Sorry, forgot about that part of your question Iris:
Muscle Endurance vs Muscle Strength.
When we speak of
muscle endurance we are really talking about the body's capacity to stabilize itself for an extended period of time. Stabilization against gravity and movement. All core stabilization exercises such as plank, balanceing on a BOSU, kneeling on a Swiss ball, a lot of functional training type exercises are for the development of muscle endurance. The rep range, (if reps are being done i.e. standing on a dynadisc doing overhead presses) would be in a rep range of 12 to 25 reps. The purpose of Muscle Endurance is to promote better stabilization, correct alignment and posture for the next phase or level of training. Usually this is a phase that most people will be introduced when they first work with a trainer and they are deconditioned. I also think of cardio movements as muscle endurance because we are repeatedly calling upon the action of our muscles for a specific range of motion for an extended period of time.
Muscle Strength is the ability of the muscle to produce high levels of force for a rep range of of 6 to 12 reps with little rest between sets. Usually we are doing supersets while working on this phase as well.
In addition to Muscle Strength you may also hear reference to Max Strength. That's the maximum amount of force the muscle can exert in just one rep.
Muscle endurance sometimes can feel a little tedious when training it. Boring actually, at least to me but its importance should be understood. When we train muscle endurance we are actually improving the way the brain speaks to the muscle in a more efficient manner.

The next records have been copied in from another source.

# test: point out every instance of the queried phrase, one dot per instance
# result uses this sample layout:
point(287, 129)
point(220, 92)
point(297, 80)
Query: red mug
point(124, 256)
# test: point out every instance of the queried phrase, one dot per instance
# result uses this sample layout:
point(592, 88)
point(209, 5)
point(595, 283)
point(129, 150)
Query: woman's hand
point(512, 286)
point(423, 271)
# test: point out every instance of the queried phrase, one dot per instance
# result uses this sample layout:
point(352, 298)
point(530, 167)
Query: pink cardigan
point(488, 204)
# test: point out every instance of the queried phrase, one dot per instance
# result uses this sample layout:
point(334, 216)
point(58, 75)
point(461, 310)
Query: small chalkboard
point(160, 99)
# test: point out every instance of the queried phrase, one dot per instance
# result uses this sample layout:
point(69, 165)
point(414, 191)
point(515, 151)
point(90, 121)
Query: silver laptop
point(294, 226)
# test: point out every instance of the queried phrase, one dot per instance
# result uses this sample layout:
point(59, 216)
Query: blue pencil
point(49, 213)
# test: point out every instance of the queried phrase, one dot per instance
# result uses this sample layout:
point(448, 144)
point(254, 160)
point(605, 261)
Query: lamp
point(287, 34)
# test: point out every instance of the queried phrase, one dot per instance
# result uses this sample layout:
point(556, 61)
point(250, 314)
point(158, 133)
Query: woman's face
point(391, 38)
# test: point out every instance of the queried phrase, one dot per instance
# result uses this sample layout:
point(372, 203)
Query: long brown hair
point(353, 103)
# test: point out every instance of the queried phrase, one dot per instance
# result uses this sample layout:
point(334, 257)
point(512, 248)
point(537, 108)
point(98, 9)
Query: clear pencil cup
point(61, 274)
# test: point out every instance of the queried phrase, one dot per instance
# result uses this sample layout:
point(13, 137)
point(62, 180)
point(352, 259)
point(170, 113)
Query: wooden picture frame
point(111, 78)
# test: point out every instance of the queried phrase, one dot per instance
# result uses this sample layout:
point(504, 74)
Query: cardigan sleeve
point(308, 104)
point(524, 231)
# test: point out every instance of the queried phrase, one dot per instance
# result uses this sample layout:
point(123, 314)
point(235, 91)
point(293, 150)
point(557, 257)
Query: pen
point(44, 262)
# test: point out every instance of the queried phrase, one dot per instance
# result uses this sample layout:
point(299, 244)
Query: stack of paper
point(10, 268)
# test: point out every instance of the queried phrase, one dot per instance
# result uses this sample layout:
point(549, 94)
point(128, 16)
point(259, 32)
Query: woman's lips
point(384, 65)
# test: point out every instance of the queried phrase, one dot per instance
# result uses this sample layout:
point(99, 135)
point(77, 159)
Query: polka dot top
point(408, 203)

This in turn allows our muscles to lift more weight with greater efficiency when we go back to training for muscle strength.
As a side note...I have also read somewhere...don't recall where so if someone else knows where it came from go ahead and let me know....most of the gains we get as new lifters is NOT from increase in muscle fibers or tissue...
I KNOW. Its actually from improving the way the brain delivers the message to contract to the individual muscle fibers.
Silver I don't know if this is any clearer but...well, I tried.
Muscle Endurance = planks, 50 to 70% of our 1 rep max
Muscle Strength = rep range of 8 -12 with supersets minimal rest 70 to 100% of our 1 rep max
Max Strength = Get a spotter, a belt and optimism.